Hier, M. POETTERING a renié la signature de son parti en renouvelant sa
confiance aux conservateurs autrichiens, qui font partie du PPE.
Nous sommes donc bien plus loin dans la crise qu'on ne veut bien le dire,
puisque les pourparlers avec les néo-fascistes ont commencé en Autriche en
violation des règles et usages de la vie politique du pays, c'est-à-dire sans
mandat du Président de la République. Et que le plus grand des groupes
politiques du Parlement Européen vient lourdement de manquer gravement à la
parole donnée.
Dans ces conditions, le fait que tous les autres partis démocratiques aient
accepté de proposer avec le même M. POETTERING une motion commune au Parlement
Européen en disait long sur l'absence profonde de volonté politique.
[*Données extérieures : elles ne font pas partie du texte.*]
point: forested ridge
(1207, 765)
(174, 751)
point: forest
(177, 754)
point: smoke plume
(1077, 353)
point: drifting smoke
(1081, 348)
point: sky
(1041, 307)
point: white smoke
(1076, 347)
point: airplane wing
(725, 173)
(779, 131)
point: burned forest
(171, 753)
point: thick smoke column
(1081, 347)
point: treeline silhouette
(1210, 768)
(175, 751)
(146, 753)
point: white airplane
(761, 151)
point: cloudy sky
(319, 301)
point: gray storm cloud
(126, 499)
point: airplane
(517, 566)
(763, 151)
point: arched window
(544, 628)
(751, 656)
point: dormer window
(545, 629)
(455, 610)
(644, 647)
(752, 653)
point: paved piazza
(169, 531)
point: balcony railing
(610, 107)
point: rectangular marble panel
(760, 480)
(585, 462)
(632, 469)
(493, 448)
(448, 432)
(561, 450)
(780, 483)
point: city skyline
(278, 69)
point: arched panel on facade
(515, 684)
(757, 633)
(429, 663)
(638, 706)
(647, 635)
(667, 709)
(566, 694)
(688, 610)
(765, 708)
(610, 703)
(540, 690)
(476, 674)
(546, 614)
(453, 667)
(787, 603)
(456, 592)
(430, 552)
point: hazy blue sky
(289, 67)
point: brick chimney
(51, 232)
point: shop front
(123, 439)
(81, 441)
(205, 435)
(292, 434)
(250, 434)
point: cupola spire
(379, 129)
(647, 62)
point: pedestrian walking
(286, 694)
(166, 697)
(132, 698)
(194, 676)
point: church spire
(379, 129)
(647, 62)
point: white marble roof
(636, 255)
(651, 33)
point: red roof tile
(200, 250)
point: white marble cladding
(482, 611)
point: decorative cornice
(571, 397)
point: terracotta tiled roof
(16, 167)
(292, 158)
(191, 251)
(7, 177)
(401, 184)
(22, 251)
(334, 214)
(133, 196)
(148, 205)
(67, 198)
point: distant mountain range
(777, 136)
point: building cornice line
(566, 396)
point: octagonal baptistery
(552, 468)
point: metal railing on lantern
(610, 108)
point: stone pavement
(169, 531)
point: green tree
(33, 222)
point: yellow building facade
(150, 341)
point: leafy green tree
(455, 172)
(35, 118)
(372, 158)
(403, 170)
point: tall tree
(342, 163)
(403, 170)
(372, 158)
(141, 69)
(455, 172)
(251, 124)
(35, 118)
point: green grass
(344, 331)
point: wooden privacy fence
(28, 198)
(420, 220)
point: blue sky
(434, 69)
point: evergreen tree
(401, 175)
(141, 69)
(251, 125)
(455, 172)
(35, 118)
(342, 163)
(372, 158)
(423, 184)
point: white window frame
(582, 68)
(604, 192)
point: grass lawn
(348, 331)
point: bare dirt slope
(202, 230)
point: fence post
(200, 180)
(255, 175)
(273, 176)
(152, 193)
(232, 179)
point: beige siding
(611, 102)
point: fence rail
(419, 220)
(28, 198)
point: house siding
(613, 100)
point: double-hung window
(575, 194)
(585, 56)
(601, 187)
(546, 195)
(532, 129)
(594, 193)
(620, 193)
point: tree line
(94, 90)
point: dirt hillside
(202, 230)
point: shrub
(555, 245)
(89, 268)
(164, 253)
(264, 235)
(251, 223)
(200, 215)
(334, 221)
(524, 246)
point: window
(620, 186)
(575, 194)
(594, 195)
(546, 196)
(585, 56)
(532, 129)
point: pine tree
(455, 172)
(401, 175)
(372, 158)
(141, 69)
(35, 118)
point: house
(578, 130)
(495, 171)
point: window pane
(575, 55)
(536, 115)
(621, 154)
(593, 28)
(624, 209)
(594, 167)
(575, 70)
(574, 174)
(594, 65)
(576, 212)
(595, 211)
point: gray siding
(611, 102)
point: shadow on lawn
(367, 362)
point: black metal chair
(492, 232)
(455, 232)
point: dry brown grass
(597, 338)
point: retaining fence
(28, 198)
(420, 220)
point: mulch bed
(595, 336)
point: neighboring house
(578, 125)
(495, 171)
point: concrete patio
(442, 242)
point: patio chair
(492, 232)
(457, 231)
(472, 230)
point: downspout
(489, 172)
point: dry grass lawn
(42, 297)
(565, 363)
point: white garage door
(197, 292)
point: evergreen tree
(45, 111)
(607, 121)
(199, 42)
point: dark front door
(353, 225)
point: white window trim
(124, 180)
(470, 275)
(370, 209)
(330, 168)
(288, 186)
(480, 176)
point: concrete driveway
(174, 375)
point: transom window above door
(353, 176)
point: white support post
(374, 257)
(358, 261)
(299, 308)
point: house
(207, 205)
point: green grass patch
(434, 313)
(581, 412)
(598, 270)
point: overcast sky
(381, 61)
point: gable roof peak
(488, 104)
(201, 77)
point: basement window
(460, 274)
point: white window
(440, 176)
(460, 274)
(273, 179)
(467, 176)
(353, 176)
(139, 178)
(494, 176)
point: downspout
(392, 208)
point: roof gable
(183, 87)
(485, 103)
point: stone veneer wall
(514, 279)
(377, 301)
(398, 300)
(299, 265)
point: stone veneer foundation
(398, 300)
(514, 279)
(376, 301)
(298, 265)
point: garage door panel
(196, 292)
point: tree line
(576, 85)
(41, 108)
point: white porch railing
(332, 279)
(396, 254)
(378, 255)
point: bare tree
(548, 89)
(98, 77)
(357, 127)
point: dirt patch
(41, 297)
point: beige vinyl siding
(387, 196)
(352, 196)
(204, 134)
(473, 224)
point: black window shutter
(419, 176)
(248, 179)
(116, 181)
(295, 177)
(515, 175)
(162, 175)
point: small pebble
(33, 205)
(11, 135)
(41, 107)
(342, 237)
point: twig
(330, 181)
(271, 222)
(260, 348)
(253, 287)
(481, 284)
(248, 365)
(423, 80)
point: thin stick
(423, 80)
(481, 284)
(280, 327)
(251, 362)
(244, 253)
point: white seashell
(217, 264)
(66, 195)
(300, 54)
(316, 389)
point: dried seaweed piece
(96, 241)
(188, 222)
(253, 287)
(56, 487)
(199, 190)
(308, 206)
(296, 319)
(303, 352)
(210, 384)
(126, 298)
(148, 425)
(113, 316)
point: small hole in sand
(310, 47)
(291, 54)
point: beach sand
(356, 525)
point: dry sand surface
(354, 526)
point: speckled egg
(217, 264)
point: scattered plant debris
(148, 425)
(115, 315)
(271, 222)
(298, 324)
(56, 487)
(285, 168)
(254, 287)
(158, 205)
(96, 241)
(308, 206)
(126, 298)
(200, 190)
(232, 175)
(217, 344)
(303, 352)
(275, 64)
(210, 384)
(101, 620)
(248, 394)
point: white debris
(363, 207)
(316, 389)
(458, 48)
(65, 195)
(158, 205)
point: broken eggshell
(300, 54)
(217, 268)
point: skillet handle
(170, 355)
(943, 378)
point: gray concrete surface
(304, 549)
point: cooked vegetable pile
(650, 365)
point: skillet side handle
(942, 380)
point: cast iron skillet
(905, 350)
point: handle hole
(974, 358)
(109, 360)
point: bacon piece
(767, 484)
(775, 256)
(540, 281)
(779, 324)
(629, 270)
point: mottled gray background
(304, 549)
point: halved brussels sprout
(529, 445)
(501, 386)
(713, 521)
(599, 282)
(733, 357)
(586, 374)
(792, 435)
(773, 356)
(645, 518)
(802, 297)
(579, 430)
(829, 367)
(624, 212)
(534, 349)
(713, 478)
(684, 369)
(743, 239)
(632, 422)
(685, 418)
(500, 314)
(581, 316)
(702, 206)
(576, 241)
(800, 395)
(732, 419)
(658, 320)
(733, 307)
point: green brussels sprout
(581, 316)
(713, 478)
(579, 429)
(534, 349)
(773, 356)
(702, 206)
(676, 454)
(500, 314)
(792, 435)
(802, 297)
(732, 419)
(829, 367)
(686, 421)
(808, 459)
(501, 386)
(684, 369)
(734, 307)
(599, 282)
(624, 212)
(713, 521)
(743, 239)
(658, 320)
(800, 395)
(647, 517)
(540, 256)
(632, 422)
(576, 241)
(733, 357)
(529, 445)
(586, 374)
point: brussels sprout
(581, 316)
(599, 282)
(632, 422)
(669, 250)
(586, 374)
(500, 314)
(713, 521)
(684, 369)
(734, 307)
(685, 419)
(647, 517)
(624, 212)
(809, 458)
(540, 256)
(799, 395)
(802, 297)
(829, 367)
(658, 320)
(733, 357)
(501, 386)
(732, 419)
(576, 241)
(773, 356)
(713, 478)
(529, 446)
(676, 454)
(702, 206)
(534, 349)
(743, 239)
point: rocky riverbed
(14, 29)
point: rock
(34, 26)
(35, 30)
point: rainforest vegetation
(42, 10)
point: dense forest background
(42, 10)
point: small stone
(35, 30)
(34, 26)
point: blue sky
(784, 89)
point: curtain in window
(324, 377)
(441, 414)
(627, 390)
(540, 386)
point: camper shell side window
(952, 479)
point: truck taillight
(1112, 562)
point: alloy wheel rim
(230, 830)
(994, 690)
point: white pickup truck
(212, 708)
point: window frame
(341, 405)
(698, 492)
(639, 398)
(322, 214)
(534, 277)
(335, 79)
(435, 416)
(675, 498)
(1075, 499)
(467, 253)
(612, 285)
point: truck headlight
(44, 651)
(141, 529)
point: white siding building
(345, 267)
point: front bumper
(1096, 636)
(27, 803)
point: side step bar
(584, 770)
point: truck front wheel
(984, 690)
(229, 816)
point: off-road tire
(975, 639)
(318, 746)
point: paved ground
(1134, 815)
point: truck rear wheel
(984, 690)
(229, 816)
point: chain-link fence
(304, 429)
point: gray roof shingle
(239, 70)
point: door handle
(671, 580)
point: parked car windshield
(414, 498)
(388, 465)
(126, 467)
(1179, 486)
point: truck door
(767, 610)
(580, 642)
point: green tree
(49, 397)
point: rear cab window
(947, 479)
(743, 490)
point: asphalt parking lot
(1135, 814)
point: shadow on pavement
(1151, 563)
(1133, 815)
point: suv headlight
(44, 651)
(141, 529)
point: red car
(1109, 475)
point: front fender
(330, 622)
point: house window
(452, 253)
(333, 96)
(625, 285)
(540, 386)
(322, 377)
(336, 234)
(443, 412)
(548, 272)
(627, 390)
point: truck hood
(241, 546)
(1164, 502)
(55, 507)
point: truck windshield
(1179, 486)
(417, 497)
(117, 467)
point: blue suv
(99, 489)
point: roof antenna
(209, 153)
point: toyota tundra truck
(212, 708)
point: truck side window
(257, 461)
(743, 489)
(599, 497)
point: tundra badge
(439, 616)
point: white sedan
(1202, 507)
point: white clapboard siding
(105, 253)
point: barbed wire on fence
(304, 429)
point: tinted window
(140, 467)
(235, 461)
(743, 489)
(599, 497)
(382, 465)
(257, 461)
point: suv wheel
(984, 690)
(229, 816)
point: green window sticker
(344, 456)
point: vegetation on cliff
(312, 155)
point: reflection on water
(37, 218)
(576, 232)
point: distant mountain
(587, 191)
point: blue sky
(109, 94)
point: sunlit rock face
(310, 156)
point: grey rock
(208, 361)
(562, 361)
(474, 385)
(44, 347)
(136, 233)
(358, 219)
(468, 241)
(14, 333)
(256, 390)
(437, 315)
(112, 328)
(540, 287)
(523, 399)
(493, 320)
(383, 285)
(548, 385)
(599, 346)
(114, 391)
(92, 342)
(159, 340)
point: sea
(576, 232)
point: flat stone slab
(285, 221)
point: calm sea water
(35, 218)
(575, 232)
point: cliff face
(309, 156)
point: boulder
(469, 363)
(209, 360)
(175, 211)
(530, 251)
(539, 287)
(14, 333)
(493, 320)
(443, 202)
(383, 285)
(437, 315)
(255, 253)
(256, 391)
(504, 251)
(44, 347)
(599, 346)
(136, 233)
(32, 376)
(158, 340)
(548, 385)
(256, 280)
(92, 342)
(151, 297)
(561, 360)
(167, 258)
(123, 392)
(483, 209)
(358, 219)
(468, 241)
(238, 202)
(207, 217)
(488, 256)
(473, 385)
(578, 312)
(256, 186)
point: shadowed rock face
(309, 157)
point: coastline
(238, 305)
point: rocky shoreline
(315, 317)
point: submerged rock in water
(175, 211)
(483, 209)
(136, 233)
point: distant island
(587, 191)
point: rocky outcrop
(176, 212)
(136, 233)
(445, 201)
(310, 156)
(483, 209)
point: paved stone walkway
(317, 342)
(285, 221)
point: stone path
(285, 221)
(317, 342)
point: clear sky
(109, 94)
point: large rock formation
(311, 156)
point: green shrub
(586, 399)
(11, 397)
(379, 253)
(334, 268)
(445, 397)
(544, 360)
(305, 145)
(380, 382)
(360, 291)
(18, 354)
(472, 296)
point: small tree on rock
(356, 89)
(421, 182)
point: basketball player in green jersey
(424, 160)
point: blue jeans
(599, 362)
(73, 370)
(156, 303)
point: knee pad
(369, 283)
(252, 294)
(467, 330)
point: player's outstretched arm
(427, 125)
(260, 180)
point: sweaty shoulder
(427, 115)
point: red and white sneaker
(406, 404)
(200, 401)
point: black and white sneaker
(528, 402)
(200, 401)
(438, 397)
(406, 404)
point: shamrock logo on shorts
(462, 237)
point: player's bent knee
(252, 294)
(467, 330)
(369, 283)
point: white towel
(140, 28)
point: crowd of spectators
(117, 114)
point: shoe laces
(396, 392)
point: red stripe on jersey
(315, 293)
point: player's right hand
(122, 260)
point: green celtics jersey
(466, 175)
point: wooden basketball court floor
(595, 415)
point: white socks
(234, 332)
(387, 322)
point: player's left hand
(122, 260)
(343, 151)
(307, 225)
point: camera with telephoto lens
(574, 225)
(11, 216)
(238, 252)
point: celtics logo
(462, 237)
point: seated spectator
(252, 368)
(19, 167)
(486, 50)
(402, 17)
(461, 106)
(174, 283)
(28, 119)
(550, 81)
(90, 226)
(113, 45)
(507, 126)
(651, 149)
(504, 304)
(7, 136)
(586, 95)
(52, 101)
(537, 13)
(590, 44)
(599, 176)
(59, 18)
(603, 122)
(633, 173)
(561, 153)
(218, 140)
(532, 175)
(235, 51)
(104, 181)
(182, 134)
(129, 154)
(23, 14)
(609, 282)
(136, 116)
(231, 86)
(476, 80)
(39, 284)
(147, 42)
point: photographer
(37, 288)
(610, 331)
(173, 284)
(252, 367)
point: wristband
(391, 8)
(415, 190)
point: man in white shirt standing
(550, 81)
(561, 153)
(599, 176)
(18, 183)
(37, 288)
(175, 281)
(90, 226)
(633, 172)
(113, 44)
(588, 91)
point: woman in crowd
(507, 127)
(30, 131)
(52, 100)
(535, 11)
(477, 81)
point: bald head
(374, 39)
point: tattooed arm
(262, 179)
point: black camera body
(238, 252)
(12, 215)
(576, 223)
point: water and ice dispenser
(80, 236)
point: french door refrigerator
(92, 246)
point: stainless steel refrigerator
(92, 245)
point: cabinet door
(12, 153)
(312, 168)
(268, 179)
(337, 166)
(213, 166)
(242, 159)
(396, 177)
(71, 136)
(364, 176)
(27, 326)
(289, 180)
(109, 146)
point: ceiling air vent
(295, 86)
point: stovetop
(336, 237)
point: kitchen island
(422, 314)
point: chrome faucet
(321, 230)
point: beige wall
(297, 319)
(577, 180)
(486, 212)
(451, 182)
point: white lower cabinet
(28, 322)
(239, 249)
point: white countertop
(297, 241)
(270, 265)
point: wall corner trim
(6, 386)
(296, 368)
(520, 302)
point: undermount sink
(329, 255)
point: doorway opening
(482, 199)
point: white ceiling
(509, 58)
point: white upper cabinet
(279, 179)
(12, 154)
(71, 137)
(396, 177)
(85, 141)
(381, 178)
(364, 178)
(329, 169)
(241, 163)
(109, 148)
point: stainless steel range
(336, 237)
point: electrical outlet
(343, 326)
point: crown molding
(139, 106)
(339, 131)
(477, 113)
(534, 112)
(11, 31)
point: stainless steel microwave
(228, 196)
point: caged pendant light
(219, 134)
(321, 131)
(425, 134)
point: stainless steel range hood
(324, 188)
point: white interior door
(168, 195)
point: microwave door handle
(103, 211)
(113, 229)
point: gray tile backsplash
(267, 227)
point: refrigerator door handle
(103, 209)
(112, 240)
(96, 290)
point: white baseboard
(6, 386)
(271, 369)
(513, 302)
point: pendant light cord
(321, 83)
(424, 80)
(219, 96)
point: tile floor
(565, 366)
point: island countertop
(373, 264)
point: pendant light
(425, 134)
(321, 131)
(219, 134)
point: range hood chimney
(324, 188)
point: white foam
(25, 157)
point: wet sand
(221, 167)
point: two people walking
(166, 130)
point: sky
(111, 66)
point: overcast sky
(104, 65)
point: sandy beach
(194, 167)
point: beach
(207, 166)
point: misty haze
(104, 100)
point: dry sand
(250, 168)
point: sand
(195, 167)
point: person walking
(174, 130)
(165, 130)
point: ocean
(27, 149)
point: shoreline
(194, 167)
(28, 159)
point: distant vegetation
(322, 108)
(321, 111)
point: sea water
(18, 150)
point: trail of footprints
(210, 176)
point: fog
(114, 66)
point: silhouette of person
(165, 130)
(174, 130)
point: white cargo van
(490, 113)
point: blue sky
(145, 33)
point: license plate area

Tout naturellement, la motion commune a conduit à un texte mi-chair
mi-poisson.
La Commission PRODI avait déjà choisi de rappeler qu'elle était la gardienne
des traités et qu'elle ne ferait rien d'autre.
Le Parlement aurait pu et dû rappeler qu'il était, lui, le gardien de la
démocratie. Beaucoup de discours fleuris voire passionnés l'ont dit mercredi
après-midi. Mais la résolution votée ce jeudi matin, elle, se garde bien de le
dire et surtout de le prouver. "Les discours changent parfois les idées, jamais
les votes" : Edouard HERRIOT est toujours bien vivant.
Le Conseil des Ministres des quatorze a pris une décision nécessaire,
courageuse, novatrice, ouvrant – enfin ! – la porte sur une Europe des valeurs
et des principes. La Commission a rappelé le Conseil à l'ordre : nous sommes là
pour faire du business.
Le Parlement pouvait s'affirmer et donner un coup de pouce au destin : il a
choisi de renvoyer Conseil et Commission dos à dos et d'attendre la semaine
prochaine. Dans l'assemblée qui devrait représenter les peuples, on respirait ce
matin à pleins poumons l'air vicié de Munich 1938. MM. CHAMBERLAIN et DALADIER
sont morts trop tôt mais ils ont fait des élèves.
"C'est dans la nuit qu'il est bon de penser à la lumière" écrivait François
MITTERRAND. Je crois profondément qu'il avait raison.